For BT, Openreach supplied the ducting pipe for free. I paid to dig a trench and install the ducting up to what they felt was the best connection point (an existing telegraph pole holding overhead lines to neighbouring houses). I left a drawstring in place, so when the BT engineer came to install the new owner's new cable, he simply spliced a connection next to the telegraph pole, I showed him where the end of the ducting was, and he pulled the new cable using the drawstring through to the house.

For both Openreach and Virgin, my only costs were the trenchwork and attending the site to show the engineers where the end of the ducting and the drawstrings were.

Colin Dartnell

13:14 PM, 31st December 2015
About 3 years ago

At the moment BT charge £65 if ordered online to install a new line with a package, let the new tenant organise it. If you feel that you should supply the line give them a discount of £65 off the first months rent but if they leave after six months it should be their responsibility for any contract longer than that period.

Binkie

15:25 PM, 1st January 2016
About 3 years ago

Thanks very much to both of you for the feedback. I think installing the ducting only and leaving the rest of the arrangements up to the tenants sound like a great option. Presumably best to check with BT / Virgin where along the boundary we should aim to lead the duct an take it from there. Again, many thanks, this makes a lot of sense.

Ankur Arora

8:30 AM, 2nd January 2016
About 3 years ago

I work with a residential developer in London. We have recently been approached by a company called HyperOptic who have offered to provide all cables and equipment and even pay for labour charges for installation of cables etc upto the flats. They will setup the phone and broadband box in each flat such that the new tenant just have to make a call and the phone and internet will be active within a few hours. Now even BT is offering very similar service and we are considering using both to give tenants the best options.

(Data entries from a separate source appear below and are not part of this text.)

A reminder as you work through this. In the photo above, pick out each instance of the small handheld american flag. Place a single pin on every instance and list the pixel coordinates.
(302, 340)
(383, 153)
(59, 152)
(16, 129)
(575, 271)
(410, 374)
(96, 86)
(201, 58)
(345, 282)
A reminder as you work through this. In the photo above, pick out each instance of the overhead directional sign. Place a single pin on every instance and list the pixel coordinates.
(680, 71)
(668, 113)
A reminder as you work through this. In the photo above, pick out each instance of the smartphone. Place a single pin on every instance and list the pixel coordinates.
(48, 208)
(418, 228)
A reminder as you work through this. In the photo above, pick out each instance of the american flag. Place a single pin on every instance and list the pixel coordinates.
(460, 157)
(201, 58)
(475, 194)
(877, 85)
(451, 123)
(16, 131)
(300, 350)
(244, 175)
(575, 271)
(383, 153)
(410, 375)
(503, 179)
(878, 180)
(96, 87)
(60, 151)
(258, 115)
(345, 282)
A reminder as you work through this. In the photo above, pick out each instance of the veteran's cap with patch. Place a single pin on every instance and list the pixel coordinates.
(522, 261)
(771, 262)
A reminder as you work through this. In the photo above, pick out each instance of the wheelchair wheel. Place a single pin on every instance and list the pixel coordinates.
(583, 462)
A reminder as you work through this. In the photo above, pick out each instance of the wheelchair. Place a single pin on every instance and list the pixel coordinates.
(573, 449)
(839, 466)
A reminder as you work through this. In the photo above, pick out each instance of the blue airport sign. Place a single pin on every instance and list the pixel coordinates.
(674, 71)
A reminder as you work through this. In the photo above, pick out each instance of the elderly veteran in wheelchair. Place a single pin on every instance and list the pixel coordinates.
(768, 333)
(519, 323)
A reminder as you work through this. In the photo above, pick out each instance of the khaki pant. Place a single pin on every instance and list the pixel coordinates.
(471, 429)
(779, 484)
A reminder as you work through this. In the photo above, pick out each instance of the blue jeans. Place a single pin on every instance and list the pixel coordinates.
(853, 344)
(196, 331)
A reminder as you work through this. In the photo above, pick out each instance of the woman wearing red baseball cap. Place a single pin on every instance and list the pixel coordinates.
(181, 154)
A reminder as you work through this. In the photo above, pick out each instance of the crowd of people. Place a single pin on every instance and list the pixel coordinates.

If you are in London, its worth considering Hyperopic. Otherwise try Virgin as suggested earlier and BT should price match.
cheers

Chris Byways

12:40 PM, 2nd January 2016
About 3 years ago

Reply to the comment left by "Gabriela S" at "01/01/2016 - 15:25":

When going to the cost of installing a duct in a trench, consider putting a complely spare duct in. The cost of doing another trench after surfacing is great. Who knows what new services will be required in the future some can't share ducts for technical or safety. If gas is discontinued in 15 + years, upgraded electric cables might be needed?